For this reason, many other mounting methods have been developed, including the use of O-rings, circlips, screws and plastic cups. Unfortunately, these all add to assembly cost and complexity without providing a comprehensive solution.
None of the methods mentioned, for example, can accommodate even minor misalignment, a factor that all too frequently contributes to premature bearing failure. The methods are also poorly suited to applications involving differential thermal expansion between the bearing and the housing as frequently occurs, for example, when steel bearings are mounted in aluminium alloy housings.
However, there is a light at the end of the tunnel – a bearing mounting solution that overcomes all of these problems, while also being inexpensive, straightforward to use, and reliable. That solution is the tolerance ring, and its merits are leading to it being adopted more and more widely for mounting bearings. Nevertheless, it is still only being used in less than 10% of those applications where it could deliver benefits.
Tolerance rings are deceptively simple devices; they are radially sprung steel rings that are designed to be press fitted between two mating components, such as a bearing and its housing. They are, in other words, a special form of frictional fastener.
Typically manufactured from high quality spring steel, stainless steel or specialist spring materials, bearing mount tolerance rings are available as a range of standard products. Of course, for applications requiring some customisation, a dedicated design and engineering team is on hand for assistance that can produce initial concept designs within a couple of weeks. All types of tolerance ring, however, have one essential characteristic in common – a series of protrusions or ‘waves’ around their circumference. Each of these waves acts as an individual radial spring which, when the tolerance ring is in situ, transfers forces between the mating components.
In bearing applications, the tolerance ring acts as a spring fastener between the bearing and the housing thereby allowing the tolerance on the housing to be greatly relaxed. This, for example, could allow the design to change from a metal housing with a tolerance of ±0.005mm to a plastic BMC housing with a tolerance of ±0.025mm and a draft angle of one degree. The savings to the customer are significant now that they can use ‘as moulded’ parts rather than invest in costly finishing operations to control the tolerance to a smaller range. The spring characteristics of the ring compensates for this larger tolerance band easily whilst retaining the bearing.
In a similar way, the tolerance ring automatically provides compensation for differential thermal expansion between the housing and the bearing over a wide temperature range. Additionally, the sprung nature of the coupling between the components greatly reduces or even eliminates the adverse effects of minor radial or axial misalignment.
Further benefits are provided by tolerance rings at the assembly stage. No ancillary fixings are needed and assembly forces are much lower than with a plain interference fit, yet the bearing is just as securely retained. The fitting process is exceptionally straightforward. The tolerance ring is simply sprung into the housing, and the bearing press fitted into position.

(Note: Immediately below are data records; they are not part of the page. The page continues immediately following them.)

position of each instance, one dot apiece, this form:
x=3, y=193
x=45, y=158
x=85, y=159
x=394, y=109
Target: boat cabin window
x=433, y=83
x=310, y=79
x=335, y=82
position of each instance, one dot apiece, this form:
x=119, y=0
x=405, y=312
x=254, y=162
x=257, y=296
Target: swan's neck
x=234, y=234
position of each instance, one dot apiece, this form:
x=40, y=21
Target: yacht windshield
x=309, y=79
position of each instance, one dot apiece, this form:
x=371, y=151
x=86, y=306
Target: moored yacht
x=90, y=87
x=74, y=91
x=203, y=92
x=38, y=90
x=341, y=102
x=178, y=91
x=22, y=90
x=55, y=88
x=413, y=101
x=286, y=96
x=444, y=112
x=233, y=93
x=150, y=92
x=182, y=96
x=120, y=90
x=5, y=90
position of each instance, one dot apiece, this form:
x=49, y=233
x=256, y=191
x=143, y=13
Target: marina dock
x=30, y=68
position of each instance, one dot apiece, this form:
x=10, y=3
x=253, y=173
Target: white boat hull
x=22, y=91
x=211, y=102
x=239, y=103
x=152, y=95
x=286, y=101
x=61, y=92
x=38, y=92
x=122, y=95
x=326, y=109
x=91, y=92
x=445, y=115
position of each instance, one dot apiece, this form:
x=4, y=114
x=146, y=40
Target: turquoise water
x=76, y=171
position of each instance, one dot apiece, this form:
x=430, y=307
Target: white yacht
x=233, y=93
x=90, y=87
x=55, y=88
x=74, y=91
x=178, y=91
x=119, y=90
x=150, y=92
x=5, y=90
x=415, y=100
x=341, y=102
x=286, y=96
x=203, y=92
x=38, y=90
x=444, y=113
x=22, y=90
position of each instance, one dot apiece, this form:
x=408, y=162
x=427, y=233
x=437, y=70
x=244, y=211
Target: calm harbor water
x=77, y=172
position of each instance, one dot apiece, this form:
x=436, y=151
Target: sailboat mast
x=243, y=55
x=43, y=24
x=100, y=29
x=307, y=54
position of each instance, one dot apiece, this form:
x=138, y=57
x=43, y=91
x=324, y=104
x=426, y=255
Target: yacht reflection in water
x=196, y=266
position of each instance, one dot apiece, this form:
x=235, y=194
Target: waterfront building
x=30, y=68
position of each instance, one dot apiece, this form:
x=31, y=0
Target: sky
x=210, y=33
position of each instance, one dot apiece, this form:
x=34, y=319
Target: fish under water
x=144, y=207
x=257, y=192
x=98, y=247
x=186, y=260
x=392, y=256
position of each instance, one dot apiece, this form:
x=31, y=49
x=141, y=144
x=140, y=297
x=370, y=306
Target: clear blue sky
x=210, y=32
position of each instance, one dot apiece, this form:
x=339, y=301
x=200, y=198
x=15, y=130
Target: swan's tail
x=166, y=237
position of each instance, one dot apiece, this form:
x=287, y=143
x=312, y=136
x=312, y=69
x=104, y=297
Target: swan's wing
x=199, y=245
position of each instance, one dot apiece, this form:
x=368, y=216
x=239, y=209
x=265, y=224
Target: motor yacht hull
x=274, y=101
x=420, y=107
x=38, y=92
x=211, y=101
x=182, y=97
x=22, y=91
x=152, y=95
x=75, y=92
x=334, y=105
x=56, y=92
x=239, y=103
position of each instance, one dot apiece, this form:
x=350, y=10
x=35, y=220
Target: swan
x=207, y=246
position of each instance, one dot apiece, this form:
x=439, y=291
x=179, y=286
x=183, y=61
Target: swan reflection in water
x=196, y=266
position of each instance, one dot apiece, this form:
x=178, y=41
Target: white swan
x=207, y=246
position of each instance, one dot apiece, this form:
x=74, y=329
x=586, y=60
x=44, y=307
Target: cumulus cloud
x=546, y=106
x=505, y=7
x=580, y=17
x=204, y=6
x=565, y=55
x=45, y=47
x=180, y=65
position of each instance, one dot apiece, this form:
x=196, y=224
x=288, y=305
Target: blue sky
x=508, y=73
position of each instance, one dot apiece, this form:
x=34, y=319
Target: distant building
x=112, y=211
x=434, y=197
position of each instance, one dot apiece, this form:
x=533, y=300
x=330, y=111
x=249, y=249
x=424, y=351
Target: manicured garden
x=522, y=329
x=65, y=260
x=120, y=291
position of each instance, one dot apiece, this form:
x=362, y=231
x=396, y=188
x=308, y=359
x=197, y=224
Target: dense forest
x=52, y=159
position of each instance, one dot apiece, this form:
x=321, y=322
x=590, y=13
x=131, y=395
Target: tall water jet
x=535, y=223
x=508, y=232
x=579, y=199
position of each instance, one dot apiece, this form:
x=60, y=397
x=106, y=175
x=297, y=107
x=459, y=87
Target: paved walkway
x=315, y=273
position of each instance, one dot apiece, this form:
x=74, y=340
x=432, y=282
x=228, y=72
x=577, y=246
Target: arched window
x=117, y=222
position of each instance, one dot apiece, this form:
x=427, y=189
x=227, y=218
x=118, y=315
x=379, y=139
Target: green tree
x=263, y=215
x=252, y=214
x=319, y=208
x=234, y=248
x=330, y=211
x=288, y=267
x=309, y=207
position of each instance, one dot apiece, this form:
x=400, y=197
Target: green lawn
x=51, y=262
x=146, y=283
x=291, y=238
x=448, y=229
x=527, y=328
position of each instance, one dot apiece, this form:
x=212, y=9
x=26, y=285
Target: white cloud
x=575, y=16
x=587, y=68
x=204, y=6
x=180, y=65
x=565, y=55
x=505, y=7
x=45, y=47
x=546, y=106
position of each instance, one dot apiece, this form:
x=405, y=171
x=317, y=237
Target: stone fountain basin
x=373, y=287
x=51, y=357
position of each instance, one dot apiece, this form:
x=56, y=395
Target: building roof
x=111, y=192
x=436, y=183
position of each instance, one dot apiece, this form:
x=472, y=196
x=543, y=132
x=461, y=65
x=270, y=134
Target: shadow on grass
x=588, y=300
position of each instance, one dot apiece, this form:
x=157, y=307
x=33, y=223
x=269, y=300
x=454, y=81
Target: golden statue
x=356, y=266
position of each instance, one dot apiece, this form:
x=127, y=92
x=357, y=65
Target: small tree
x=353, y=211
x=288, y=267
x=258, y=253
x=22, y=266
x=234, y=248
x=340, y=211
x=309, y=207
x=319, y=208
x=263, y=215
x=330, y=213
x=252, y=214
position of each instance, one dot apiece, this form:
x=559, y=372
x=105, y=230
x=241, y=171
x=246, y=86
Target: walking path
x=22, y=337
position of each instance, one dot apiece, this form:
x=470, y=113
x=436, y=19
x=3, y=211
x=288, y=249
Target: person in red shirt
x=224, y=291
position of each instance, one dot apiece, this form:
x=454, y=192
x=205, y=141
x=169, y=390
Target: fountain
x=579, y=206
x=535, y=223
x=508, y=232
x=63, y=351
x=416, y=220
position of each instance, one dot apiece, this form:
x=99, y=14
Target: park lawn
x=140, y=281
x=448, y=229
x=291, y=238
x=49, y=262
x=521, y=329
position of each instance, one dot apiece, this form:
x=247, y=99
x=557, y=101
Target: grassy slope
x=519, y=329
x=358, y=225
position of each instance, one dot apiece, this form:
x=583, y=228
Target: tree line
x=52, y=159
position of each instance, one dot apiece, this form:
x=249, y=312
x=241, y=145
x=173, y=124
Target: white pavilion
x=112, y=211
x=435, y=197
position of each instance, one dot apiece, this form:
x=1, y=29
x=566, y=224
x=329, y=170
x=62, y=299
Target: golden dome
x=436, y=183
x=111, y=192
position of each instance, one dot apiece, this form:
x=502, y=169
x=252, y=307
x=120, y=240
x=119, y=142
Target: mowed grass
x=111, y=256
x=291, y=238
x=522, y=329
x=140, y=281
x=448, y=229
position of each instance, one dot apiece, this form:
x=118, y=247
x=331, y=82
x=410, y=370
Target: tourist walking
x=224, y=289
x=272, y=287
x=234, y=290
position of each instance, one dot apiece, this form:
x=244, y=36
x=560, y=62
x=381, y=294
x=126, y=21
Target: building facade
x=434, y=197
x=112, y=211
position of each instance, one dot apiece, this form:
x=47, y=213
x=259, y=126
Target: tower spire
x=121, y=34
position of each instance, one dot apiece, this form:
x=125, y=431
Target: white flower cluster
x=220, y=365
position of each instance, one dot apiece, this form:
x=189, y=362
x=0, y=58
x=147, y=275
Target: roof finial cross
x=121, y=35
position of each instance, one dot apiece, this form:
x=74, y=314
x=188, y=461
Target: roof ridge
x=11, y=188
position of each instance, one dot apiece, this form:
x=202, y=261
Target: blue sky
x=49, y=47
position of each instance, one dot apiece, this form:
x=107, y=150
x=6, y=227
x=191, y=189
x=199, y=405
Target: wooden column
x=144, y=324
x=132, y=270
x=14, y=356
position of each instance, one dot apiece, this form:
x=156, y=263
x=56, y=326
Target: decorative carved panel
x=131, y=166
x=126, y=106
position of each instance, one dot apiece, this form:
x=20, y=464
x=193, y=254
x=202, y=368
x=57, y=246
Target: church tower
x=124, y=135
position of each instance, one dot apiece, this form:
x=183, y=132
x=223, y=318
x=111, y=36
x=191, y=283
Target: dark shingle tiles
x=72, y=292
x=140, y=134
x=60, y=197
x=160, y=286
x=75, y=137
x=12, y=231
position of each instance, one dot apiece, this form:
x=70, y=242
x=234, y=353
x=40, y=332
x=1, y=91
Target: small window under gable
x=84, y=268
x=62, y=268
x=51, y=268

Should it ever be necessary to remove the bearing from the housing, this is also made easier by the lower forces needed when working with tolerance rings, and by the elimination of the risk of the bearing ‘freezing’ in place in its housing.
In service, the key benefit of tolerance rings is undoubtedly their reliability but they can also offer other useful advantages. They are good, for example, at damping vibration and helping with noise reduction. This can be particularly important in equipment operating at high rotational speeds, or in high quality products were near-silent operation is a prerequisite.
Typically costing just a few pence each, tolerance rings can be supplied in versions to suit almost every bearing mounting application – the smallest practical ring diameter is around 4mm, and there is no practical upper limit on size.
Special types are also available for particularly demanding applications, such as the tabbed rings that guard against the tolerance ring “walking” out of their housings when the bearing is subjected to high levels of vibration.
In almost every application, the problems so often associated with devising an effective mounting method for bearings can be completely eliminated by using tolerance rings. They’re inexpensive, they’re easy to use and their benefits are numerous, so why not evaluate them for your next project?